In any case, I have seen no evidence that the city must make up any shortfall. In fact according the contract with Visit Bend, more than funds actually received can NOT be spent:
2. Public sector funding will be limited to those sources set forth in Section IV. (Note: currently 30% of transient room taxes) The annual budget will be based upon a percent of tourism related taxes mutually agreed upon by February 1st of the proceeding year by CONTRACTOR and the CITY, and the annual budget will contain a reserve fund in an amount up to fifteen percent (10%) of the public funded portion of the annual budget. The reserve fund, if such is deemed to be necessary, may be used in the case of actual revenues being less than forecast revenues and in support of activities included in the approved Business Plan. CONTRACTOR may access the reserve fund upon request and approval by the CITY. In no case will expenditures exceed actual funds available for CONTRACTOR operations. Actual funds available shall consist of those funds provided in accordance with Section IV above (NOTE:"...shall be no less than 27%of the transient room tax revenues."), and any funds provided from private sector contributions. However, if CONTRACTOR assumes additional event sponsorships that are not funded by tourism related taxes, then CONTRACTOR may request additional funding from the CITY to support these additional events.So the reality is that the the city not only does not have to make up room tax shortfalls, the contract itself specifically addresses the issue, stating that only the agreed percentage of room tax funds actually collected can be spent.
It is not up to city taxpayers to make up funding shortfalls, it is up to Visit Bend to adjust their budget.
And there is an element of Bend City Code that may render any such changes in VIsit Bend funding a moot point at this time, specifically:
7.036(1)(b) Amendment to Tourist Promotion Fund. A decrease in the percentage of the monies to the Tourist Promotion Fund, or a change in the definition of the Tourist Promotion Fund, shall require a vote of the people as provided in Section ___ of the Bend Charter.The Code earier defines the "Tourist Fund" as:
A special fund called a Tourist Fund shall be established for the purpose of promoting tourism within the City of Bend...30% of the money shall be paid into the fund.

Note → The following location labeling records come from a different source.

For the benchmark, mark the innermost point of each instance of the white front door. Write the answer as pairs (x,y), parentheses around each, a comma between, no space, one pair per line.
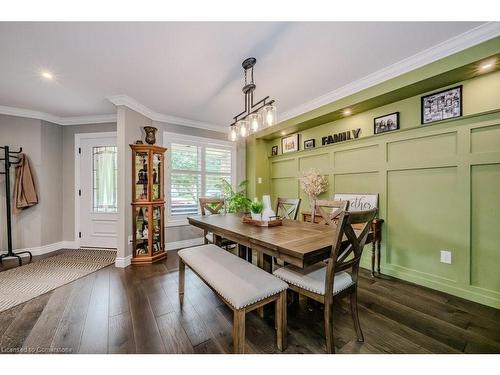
(98,192)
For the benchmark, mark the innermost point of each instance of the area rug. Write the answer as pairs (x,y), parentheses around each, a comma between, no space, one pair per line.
(20,284)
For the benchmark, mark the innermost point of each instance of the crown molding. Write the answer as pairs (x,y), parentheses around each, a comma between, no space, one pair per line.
(456,44)
(77,120)
(127,101)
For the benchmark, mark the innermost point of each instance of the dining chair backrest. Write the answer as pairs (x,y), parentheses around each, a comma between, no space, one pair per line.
(348,244)
(212,205)
(288,208)
(329,211)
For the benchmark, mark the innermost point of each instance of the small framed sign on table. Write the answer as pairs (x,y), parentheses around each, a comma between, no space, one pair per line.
(358,201)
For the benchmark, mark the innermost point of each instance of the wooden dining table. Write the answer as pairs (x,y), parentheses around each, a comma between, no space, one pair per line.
(295,242)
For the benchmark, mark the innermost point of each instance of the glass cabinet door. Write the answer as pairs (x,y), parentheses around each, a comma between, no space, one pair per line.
(141,176)
(141,234)
(157,176)
(157,229)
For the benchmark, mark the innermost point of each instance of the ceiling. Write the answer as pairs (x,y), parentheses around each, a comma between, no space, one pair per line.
(192,70)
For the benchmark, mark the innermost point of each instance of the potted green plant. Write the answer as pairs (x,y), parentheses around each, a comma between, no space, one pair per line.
(235,201)
(256,208)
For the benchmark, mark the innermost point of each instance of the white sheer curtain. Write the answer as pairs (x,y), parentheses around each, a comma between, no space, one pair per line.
(105,179)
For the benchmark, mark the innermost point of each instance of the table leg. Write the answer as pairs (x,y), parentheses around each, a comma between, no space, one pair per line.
(378,256)
(217,240)
(249,255)
(242,251)
(260,264)
(373,258)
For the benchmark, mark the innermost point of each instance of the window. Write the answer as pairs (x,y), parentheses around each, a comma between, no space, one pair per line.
(104,179)
(196,167)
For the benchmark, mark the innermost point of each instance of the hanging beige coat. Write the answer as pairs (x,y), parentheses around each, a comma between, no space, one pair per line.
(25,194)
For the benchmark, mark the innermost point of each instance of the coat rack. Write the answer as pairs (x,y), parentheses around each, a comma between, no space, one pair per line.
(7,162)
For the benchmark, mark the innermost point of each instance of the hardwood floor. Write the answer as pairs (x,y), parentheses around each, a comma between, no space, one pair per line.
(136,310)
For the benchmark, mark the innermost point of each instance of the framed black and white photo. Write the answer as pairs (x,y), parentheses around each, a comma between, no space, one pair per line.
(290,143)
(274,151)
(310,143)
(442,105)
(386,123)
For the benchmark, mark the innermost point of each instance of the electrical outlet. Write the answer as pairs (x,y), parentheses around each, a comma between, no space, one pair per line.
(446,256)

The Tourist Fund shall be used for the promotion of tourism as defined in Section 1 of HB 2934 (Oregon Laws, 2001)(NOTE: Same as definition from ORS 320.300 quoted above), and the city is authorized to enter into contracts with the Bend Visitor & Convention Bureau, the Central Oregon Visitor’s Association or other entities deemed worthy by the City Council to carry out this purpose.

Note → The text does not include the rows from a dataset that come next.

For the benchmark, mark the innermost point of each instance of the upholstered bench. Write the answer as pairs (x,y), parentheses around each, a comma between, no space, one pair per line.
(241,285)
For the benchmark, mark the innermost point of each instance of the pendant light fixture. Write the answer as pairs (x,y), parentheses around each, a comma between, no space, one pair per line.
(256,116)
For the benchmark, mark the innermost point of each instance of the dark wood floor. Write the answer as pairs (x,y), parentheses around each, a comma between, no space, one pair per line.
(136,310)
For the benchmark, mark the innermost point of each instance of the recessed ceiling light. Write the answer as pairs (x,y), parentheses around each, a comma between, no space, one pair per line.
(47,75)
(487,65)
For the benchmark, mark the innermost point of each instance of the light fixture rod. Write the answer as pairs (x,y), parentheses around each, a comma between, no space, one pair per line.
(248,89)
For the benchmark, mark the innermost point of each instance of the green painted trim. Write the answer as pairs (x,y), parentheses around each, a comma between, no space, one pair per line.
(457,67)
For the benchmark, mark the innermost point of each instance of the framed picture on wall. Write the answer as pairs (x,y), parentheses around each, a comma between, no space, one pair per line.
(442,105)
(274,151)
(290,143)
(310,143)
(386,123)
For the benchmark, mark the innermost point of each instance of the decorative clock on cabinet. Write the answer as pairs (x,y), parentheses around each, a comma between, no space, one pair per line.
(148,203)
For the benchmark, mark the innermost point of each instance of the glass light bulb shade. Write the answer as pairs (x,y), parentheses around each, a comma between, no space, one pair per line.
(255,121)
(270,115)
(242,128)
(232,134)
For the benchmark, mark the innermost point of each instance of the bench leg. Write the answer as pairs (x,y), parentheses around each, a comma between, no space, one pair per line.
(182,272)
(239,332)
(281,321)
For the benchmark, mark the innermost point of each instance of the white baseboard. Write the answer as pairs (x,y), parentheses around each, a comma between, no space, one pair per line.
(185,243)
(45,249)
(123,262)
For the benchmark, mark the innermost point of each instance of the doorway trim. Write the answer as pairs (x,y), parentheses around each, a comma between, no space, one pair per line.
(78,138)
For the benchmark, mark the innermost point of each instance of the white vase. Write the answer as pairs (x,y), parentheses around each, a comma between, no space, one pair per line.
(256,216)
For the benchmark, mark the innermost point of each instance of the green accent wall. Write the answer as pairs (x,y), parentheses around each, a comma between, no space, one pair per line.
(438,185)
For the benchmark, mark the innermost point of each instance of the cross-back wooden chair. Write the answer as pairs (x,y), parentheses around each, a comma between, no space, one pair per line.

An argument could very well be made that such changes in revenue distribution constitutes a change in the definition of toursim fund, namely that the only defined use of tourism promotion funds is to finance Visit Bend. This is a significant restriction from current practice.
That is irrelavant in this case, as the current contract clearly shows that the "change" requested, to a percentage of the actual revenues, is already in force.
It just hasn't been enforced to date.